In recent days, Chinese authorities have shut down an area in the Fengtai district in the south of Beijing as clusters of infection in the city were traced back to a meat market in Xinfadi. It was here where traces of coronaviruses were found on a chopping board for imported salmon.

Cui He, president of the China Aquatic Products Processing and Marketing Alliance (CAPPMA), has stated that the salmon industry will be affected by the outbreak, as authorities work out where the virus came from.

In a customer note on Monday, Carnegie analyst Lars Konrad Johnsen wrote that the situation “can be very challenging for the aquaculture industry. Grieg Seafood is one of the salmon farmers who expects some consequences from the new outbreak.

“China is currently not a big market for us with about 2.6 per cent of sales so far this year. We also don’t sell much to China right now, and have moved the shipments,” communications director Kristina Furnes told TDN Direkt.

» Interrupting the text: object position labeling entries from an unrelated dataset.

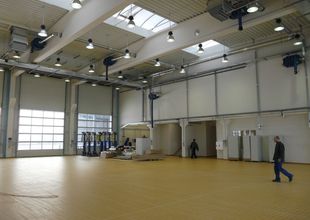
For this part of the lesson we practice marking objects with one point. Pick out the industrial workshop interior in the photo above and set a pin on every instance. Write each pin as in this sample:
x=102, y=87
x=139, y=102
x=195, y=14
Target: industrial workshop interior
x=154, y=109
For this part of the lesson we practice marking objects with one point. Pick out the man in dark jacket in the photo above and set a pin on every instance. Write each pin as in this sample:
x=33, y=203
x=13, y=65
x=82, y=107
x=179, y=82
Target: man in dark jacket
x=278, y=158
x=194, y=147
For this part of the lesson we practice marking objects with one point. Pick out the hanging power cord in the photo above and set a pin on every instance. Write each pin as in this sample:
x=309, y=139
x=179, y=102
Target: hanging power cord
x=29, y=196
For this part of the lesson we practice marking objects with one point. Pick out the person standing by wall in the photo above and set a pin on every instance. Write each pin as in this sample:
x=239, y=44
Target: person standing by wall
x=278, y=158
x=193, y=148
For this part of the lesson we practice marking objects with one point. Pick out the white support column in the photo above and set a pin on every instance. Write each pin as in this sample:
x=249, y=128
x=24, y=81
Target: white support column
x=151, y=136
x=12, y=93
x=71, y=115
x=183, y=123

In a press release, Minister of Fisheries and Seafood Odd Emil Ingebrigtsen of the Ministry of Industry and Fisheries says they have been contacted by Chinese authorities.

“Among other things, they have asked for information from the industry on the risk of infection associated with the production of fresh salmon. We want to respond as quickly and thoroughly as possible to minimise the detrimental effects on exports,” he said.

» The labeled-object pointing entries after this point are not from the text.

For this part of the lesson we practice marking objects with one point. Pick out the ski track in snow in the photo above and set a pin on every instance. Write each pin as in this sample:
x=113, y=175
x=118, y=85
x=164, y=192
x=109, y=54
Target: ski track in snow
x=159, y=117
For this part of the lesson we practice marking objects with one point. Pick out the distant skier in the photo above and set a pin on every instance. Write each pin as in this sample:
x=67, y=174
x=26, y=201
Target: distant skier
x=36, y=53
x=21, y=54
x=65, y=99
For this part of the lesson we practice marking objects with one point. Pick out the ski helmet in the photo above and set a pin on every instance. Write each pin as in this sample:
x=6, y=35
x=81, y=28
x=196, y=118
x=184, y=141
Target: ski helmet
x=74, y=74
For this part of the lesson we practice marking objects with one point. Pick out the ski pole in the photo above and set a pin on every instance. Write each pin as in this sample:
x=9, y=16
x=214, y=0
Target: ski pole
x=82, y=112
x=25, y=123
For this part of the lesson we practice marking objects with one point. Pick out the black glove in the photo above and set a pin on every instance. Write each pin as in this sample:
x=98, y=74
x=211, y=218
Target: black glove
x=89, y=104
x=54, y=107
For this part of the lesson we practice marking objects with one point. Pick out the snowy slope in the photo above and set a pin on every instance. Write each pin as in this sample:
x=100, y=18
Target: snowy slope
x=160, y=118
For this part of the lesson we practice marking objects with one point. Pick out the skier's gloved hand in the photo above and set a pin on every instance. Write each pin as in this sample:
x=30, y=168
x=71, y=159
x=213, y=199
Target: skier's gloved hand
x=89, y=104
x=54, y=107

The ministry met on Monday with the Food Safety Authority and the industry, and asked for input into material that is being worked out and which will be shared with Chinese authorities on Tuesday.

The Norwegian Food Safety Authority has even posted a message on its website that there are no known cases of coronavirus infection via contaminated food, imported food or water.

“That’s why fish and seafood products from Norway are safe to eat,” the Norwegian Food Safety Authority writes.

“It creates some uncertainty in the coronavirus situation and there is a lot of uncertainty in the first place, but Norwegian exporters are used to it changing rapidly,”  CEO Botholf Stolt-Nielsen of the export company Ocean Supreme told NRK.